Facebook’s study has been called unethical by many commentators because while the social network that users technically agreed to it through the User Agreement (you know, that thing that no one ever reads), in this case they weren’t made aware that their emotions were being ‘manipulated’ for the sake of a study. Facebook says that 0.04 percent users were used during this study in 2012 but that is still nearly 700,000 people
“Having written and designed this experiment myself, I can tell you that our goal was never to upset anyone,” explained Kramer. Facebook says it will now be making changes to its internal study policy.
“I can understand why some people have concerns about it, and my co-authors and I are very sorry for the way the paper described the research and any anxiety it caused. In hindsight, the research benefits of the paper may not have justified all of this anxiety.”

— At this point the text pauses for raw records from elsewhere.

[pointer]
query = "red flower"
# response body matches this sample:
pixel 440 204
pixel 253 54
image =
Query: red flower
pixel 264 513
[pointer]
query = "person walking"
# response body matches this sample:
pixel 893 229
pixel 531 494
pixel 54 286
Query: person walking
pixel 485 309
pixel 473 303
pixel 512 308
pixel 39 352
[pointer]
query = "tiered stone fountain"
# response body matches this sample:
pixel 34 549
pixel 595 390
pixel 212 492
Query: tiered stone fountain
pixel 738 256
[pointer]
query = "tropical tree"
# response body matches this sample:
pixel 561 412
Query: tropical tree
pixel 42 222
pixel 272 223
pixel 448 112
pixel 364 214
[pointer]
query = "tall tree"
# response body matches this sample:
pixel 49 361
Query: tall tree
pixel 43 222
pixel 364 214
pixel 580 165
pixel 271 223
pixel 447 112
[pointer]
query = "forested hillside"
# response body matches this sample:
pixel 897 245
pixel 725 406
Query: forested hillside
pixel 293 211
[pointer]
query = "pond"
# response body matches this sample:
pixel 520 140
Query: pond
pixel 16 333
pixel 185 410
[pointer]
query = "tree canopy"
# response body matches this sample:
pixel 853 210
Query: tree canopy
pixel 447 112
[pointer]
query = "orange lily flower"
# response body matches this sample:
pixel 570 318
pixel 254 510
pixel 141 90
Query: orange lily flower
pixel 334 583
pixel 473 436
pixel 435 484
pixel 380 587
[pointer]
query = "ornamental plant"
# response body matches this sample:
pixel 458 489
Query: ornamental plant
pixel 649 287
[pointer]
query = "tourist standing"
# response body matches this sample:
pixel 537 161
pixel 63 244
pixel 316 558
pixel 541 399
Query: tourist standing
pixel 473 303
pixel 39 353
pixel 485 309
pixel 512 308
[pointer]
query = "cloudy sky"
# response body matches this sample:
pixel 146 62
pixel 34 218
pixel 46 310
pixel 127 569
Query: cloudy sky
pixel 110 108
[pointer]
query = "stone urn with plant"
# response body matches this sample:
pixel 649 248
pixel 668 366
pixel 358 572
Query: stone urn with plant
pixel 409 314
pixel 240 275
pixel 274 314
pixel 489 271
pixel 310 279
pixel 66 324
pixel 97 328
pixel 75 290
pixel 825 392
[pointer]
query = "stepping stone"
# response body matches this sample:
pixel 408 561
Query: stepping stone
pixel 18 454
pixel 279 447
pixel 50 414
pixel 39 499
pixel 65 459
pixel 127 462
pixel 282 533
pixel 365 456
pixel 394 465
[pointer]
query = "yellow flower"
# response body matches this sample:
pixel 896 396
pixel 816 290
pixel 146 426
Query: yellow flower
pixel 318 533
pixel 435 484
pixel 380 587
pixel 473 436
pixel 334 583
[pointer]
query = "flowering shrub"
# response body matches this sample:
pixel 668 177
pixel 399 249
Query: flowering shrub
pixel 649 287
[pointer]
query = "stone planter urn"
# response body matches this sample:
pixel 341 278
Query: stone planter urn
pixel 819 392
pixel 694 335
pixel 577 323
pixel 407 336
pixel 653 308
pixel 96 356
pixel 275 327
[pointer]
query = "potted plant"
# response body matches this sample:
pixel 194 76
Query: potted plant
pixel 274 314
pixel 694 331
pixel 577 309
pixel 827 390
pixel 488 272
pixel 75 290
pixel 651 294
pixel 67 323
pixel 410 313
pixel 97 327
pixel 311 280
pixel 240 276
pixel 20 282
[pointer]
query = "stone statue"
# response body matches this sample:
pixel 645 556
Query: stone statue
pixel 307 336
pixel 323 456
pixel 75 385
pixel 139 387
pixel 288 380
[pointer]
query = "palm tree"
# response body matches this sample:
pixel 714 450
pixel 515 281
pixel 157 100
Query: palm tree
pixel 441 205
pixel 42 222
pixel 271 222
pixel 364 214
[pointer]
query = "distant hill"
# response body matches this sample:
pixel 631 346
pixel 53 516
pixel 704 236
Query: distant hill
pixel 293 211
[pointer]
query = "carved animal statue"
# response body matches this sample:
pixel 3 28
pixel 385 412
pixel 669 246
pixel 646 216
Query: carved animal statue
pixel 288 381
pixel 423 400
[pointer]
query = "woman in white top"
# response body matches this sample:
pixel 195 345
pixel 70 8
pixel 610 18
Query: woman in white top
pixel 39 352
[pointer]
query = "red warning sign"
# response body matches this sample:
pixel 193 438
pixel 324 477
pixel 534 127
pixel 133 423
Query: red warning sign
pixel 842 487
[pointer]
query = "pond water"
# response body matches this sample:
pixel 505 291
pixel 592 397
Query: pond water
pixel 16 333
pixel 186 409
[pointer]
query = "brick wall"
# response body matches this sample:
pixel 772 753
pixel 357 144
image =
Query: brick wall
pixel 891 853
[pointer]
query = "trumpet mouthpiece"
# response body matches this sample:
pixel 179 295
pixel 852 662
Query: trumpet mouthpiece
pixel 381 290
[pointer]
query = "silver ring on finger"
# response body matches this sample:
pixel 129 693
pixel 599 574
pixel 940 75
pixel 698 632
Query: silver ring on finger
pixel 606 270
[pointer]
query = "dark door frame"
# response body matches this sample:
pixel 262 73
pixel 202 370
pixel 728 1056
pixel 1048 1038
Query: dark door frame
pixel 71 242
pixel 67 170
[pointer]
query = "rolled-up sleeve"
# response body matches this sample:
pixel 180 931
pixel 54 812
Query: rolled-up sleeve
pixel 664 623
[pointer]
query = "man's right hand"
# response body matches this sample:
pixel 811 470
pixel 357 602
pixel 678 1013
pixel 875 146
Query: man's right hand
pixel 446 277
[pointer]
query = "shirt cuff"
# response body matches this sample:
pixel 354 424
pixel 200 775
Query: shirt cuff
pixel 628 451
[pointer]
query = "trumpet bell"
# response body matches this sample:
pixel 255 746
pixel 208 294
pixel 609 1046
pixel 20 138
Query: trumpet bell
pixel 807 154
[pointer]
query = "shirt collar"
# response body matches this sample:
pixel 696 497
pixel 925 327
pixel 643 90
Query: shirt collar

This appears to have done little stem the controversy. The Guardian is currently running a poll asking readers how it feels about the social network in the wake of this experiment. In the poll, as of this writing, around 63 percent said they were not surprised when they found out about the study but a staggering 81 percent said they’ve lost trust in Facebook.
But don’t think that this will mean a mass exodus of users from the social network site either. Asked if they would close their accounts, 59 percent said yes while 41 said no.
Serial investor Marc Andreessen has defended Facebook over its study saying that it’s just like any site. “Run a web site, measure anything, make any changes based on measurements? Congratulations, you’re running a psychology experiment!” he tweeted.
“The experiment in question was run in early 2012, and we have come a long way since then,” concluded Kramer. “Those review practices will also incorporate what we’ve learned from the reaction to this paper.”